On the ground, the Porter is unapologetically ugly. Nothing about it is aesthetically pleasing, or even symmetrical. Inside the airplane, however, its form and function are an elegant match. It’s spacious, sturdy, and made for hard, unglamorous work in austere places. The flat, rubber-matted floor, for example, can be hosed clean and the water simply runs out through a plug on the side of the fuselage.
Flying the Porter on a photo mission, I was amazed at the airplane’s precision and grace. It’s responsive, obedient, and confidence-inspiring in flight—and its enduring appeal suddenly makes sense.
Think of the Porter as a supersized turbine successor to the Feiseler Storch, a pioneering, no-sacrifices German design that showed the Luftwaffe just how useful a fixed-wing STOL airplane could be.
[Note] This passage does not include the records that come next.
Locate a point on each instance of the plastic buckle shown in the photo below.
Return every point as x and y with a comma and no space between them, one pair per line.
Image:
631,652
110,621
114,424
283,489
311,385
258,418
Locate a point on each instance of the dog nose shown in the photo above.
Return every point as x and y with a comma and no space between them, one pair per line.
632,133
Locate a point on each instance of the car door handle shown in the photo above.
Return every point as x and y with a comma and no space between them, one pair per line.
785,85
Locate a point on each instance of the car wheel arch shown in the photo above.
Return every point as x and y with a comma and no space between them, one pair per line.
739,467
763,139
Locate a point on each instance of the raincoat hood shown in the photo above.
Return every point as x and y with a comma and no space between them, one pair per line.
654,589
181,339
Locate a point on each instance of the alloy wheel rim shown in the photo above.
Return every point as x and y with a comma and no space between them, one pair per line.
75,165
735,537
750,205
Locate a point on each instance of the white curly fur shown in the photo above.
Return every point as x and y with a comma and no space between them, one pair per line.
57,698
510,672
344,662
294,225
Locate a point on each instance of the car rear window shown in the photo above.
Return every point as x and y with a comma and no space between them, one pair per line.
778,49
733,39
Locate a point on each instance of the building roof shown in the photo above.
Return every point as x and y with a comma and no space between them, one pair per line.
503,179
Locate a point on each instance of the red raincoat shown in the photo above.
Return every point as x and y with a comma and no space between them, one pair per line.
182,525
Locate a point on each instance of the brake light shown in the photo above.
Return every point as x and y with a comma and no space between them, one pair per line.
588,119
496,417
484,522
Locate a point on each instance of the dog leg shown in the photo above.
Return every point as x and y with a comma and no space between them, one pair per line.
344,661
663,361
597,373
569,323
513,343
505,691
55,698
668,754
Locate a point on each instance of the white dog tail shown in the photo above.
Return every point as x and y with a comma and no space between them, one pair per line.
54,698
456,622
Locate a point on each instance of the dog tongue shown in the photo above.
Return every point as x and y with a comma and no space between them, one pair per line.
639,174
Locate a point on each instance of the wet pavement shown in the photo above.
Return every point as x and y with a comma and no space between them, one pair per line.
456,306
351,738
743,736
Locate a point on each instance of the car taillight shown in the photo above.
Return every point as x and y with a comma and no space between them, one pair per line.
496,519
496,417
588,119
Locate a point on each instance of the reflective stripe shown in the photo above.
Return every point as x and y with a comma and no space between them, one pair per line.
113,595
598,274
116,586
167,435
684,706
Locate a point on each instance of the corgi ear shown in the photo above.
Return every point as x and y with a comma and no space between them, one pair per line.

Just like the Porter, the Storch was used for good and ill. (A Storch operated by Nazi commandos landed on a mountaintop at Gran Sasso, Italy, in 1943 to rescue fascist dictator Benito Mussolini—although his reprieve lasted just 15 months. Alternatively, a pair of Swiss pilots used ski-equipped Storches in a daring mountain air rescue in 1946 shuttling downed U.S. airmen off a snowy glacier.)
If past is prologue, the roughly 300 Porters currently flying around the world will continue performing both heroic and inglorious feats for decades to come. Pilatus is still making Porter parts, and these airplanes have already shown they have staying power.